The utility’s plans are further complicated by the fact that it has suspended its request for proposals for new energy projects because it is coping with the financial impact of billion-dollar wildfire claims. In a world where electrical demand is growing fast and expected to grow even faster, acquiring new resources has become essential.
SB224 also creates a self-insurance fund in which Utah customers will contribute to a Rocky Mountain account that can be used for wildfire payouts in the state. That is expected to improve the company’s bottom line.
Eskelsen said the status of the request for proposals for new energy projects also will be addressed in the April 1 update.

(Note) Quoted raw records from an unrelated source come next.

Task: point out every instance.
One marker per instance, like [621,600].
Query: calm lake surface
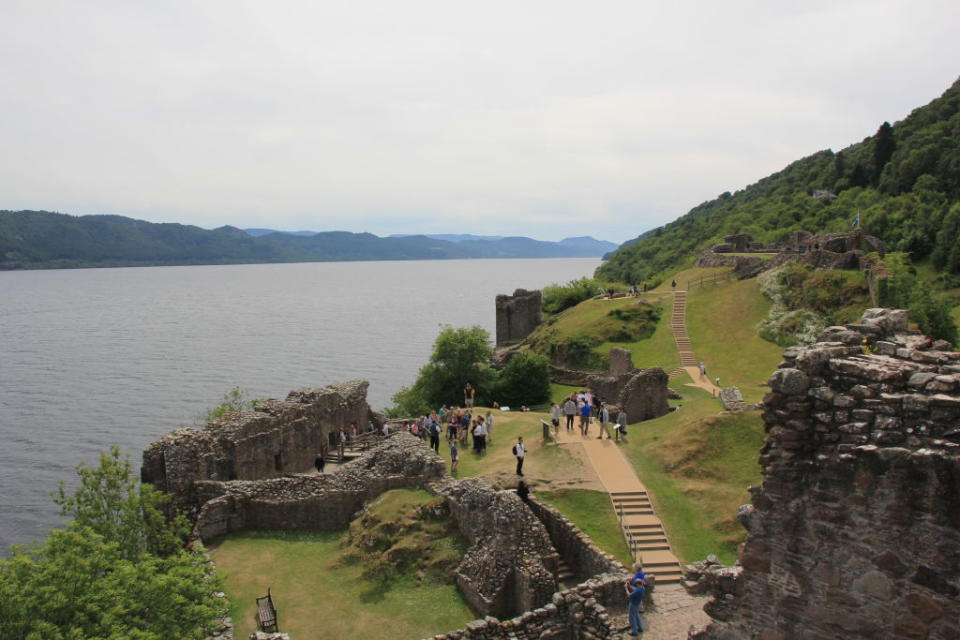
[95,357]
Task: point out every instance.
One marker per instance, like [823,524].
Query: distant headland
[47,240]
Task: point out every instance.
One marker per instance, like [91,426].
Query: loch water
[96,357]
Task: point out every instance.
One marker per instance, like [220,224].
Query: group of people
[587,405]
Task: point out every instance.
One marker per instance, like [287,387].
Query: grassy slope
[697,466]
[722,323]
[592,317]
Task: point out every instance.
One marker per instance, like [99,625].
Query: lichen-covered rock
[854,532]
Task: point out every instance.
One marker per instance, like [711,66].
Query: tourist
[622,424]
[585,419]
[519,452]
[523,491]
[635,593]
[570,410]
[469,393]
[555,412]
[604,419]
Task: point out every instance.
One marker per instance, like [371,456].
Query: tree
[113,573]
[524,381]
[883,147]
[459,356]
[113,504]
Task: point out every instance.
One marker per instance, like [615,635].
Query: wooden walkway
[688,361]
[641,527]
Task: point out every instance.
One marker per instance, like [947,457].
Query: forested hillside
[41,239]
[903,182]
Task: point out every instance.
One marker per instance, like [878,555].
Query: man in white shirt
[519,452]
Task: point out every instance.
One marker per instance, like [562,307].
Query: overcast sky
[539,118]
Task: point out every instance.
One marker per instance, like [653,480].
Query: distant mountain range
[46,240]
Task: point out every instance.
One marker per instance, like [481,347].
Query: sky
[547,119]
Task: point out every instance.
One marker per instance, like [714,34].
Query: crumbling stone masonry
[575,614]
[855,531]
[326,502]
[517,315]
[511,566]
[641,392]
[280,436]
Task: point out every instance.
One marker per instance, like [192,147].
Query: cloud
[538,118]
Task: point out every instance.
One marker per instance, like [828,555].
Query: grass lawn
[594,514]
[660,349]
[722,323]
[591,318]
[320,598]
[697,466]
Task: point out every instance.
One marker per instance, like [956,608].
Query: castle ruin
[855,530]
[517,316]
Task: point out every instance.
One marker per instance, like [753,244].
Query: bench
[267,613]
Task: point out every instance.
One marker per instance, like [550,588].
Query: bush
[524,381]
[557,297]
[459,356]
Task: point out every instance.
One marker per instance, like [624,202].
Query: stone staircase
[678,323]
[645,536]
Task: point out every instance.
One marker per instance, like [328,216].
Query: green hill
[903,182]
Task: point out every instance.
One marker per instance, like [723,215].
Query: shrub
[557,297]
[524,381]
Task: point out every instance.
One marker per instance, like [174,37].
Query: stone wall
[326,502]
[855,531]
[583,557]
[517,315]
[641,392]
[581,613]
[278,437]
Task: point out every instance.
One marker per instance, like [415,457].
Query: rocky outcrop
[280,436]
[517,316]
[855,531]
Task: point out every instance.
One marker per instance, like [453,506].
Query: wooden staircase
[645,536]
[678,323]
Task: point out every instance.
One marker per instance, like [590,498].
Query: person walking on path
[604,421]
[635,593]
[584,419]
[569,410]
[621,424]
[519,452]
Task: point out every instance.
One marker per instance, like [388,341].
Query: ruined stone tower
[855,531]
[517,316]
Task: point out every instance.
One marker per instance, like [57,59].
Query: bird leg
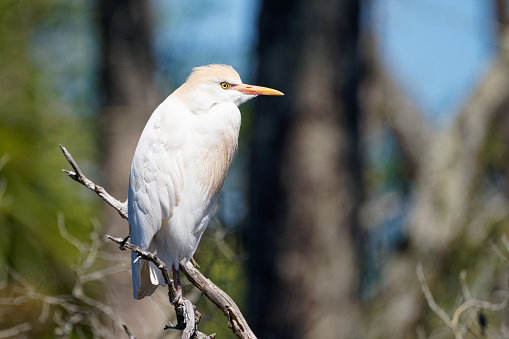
[176,282]
[124,241]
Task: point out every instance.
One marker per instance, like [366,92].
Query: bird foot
[195,264]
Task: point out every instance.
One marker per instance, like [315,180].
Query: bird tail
[146,277]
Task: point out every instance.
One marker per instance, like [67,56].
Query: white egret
[179,167]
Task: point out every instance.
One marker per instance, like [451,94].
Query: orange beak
[256,90]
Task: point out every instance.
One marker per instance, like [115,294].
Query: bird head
[217,84]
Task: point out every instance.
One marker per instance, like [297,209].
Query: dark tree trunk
[305,181]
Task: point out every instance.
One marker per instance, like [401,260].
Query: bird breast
[219,140]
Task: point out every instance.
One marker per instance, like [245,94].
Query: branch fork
[187,315]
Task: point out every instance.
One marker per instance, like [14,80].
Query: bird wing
[155,186]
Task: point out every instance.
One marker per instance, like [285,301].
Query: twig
[222,300]
[78,176]
[129,334]
[16,330]
[454,323]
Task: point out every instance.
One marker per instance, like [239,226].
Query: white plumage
[179,167]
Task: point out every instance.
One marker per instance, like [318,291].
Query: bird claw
[178,299]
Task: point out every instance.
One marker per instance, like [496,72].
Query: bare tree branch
[78,176]
[16,330]
[454,323]
[184,308]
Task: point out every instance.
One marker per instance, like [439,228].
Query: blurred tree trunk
[129,99]
[305,182]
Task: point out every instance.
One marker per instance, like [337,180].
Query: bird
[179,167]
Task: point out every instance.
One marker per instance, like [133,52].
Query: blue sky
[436,50]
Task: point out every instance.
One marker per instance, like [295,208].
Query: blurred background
[388,151]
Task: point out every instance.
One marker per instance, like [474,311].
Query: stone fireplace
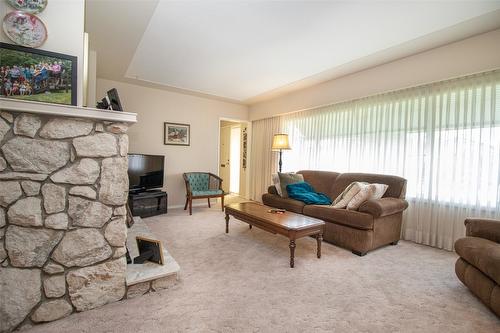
[63,190]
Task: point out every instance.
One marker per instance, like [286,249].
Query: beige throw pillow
[366,192]
[276,183]
[380,190]
[287,179]
[346,196]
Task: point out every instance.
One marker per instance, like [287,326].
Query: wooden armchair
[202,185]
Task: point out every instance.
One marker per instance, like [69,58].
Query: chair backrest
[198,181]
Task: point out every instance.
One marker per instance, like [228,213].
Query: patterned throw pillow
[287,179]
[276,183]
[350,191]
[367,192]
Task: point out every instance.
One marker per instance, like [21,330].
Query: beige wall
[154,107]
[475,54]
[65,23]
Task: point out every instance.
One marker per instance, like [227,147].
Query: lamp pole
[281,152]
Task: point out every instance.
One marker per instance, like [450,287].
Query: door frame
[248,124]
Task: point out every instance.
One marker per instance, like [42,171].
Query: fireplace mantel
[7,104]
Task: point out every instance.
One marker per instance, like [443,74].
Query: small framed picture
[37,75]
[176,134]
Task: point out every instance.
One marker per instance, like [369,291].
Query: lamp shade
[280,141]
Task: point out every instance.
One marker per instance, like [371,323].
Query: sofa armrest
[272,190]
[384,206]
[483,228]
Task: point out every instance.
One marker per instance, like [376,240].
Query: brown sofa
[479,264]
[375,224]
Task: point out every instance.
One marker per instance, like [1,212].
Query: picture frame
[176,134]
[37,75]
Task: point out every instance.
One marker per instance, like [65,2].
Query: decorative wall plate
[29,6]
[24,29]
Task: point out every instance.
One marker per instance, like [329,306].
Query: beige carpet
[241,282]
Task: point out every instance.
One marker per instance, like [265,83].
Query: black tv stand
[148,203]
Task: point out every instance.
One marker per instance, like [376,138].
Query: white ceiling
[244,50]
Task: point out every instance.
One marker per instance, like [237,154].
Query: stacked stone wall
[63,190]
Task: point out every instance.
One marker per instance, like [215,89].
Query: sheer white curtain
[444,138]
[263,161]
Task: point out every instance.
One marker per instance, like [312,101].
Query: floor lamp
[280,143]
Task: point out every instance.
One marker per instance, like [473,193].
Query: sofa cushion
[321,181]
[350,191]
[482,254]
[287,179]
[396,189]
[349,218]
[383,207]
[364,194]
[274,200]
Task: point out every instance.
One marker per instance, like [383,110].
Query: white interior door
[234,159]
[224,167]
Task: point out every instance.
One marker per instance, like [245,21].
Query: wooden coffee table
[289,224]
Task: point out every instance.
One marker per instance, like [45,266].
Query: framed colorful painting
[176,134]
[37,75]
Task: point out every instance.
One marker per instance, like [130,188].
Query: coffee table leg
[292,252]
[319,239]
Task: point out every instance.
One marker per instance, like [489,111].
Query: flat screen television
[145,172]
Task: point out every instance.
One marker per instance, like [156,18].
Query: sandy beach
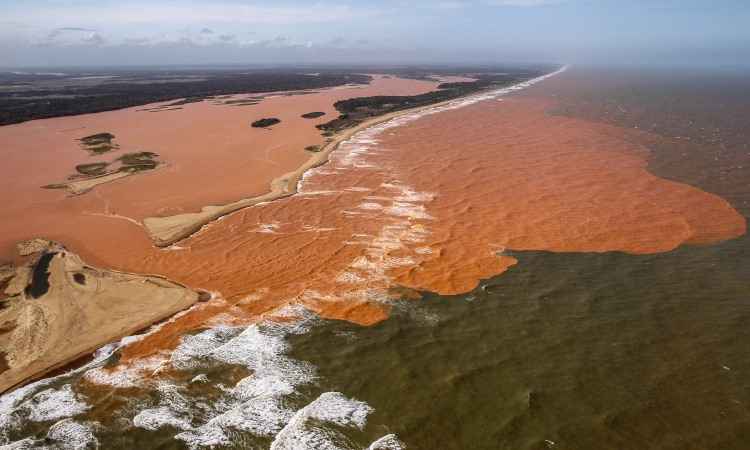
[211,155]
[402,204]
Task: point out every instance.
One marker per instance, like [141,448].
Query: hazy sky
[144,32]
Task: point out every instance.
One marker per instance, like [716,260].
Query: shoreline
[169,230]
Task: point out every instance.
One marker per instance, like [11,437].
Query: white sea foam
[387,442]
[54,404]
[256,404]
[304,431]
[72,435]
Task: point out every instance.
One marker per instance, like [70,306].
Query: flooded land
[556,263]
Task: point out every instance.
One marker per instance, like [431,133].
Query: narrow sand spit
[426,201]
[434,204]
[211,153]
[56,308]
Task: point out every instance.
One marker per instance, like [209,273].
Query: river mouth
[637,343]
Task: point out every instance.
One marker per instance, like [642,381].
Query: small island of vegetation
[99,143]
[265,123]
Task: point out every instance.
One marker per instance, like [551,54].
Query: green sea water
[570,351]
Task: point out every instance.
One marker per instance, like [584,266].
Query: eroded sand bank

Will Rocky Mountain customers’ monthly bills go up?
Once the PSC has signed off on the Utah Fire Fund (likely later this year), as the self-insurance account is known, Rocky Mountain will start collecting a fire fund surcharge from its Utah customers. For the average residential customer, that is expected to be no higher than $3.70 a month.
Legislators were warned by ratepayer advocates that favoring the coal plants would likely lead to higher costs for Utahns, but it could be years before the true impact of that is known. The first effects could come when Rocky Mountain asks the PSC to have Utah customers cover maintenance or upgrade costs at the plants, including environmental improvements that the company had earlier tried to avoid.
What changed for the plant in Millard County?
The Intermountain Power Authority, which has operated the coal-fired Intermountain Power Plant for 40 years, plans to shut down the facility next summer and switch to a gas-powered plant called IPP Renewed that will run on natural gas and hydrogen. The Legislature embraced SB161 with the intent of keeping the coal plant running after the gas plant starts up.
SB161 requires the power authority, which is run by 23 Utah cities, to file with the Utah Division of Air Quality for a new permit that would allow the gas plant and half the coal plant to continue operating.
Can the power authority update its air quality permit?
A consultant hired by the state said it is theoretically possible to update the permit without endangering the new gas plant, and legislators have said they don’t want to stop IPP Renewed.
But the state already has submitted its statewide plan for controlling ozone to the U.S. Environmental Protection Agency, which is analyzing the plan and has yet to approve it. That plan was contingent on closing IPP’s coal plant to meet federal air standards, so updating it to add back half the coal plant could make it harder to win EPA approval.
If the coal plant does continue, who will use the power?
No buyers have emerged so far. The major transmission line coming out of the plant goes to California, which has forbidden coal power after 2025. So any buyer of the power would have to either build new transmission lines to transport the power or locate the power near the plant in Delta.
That has brought speculation that a data center could locate there and use the power, but, generally speaking, technology companies that operate data centers have clean energy mandates and are not interested in a coal-fired center.
The consultant advised that a buyer of the coal power should be found before committing to continuing the plant, so legislators hope that a buyer can be found over the next year before it closes. But they will have to move ahead with updating the air quality permit before then.
What if the power authority doesn’t apply for the new air quality permit?
According to SB161, that filing must happen by June 30. If it doesn’t, the Legislature can assert its authority under the bill and take over the power authority. But it also is possible that the power authority could challenge the law in court.
“As approved, the bill imposes an expensive unfunded mandate on the 23 cities that own IPP to pursue a permitting process that will not benefit them,” said power authority spokesperson John Ward. “And the permitting process it imposes will likely trigger disputes with federal environmental regulators that will not only affect IPA but could harm other major emitters throughout the state.”
Correction: The photo caption with this story incorrectly identified the power plant. it is the Hunter Power Plant.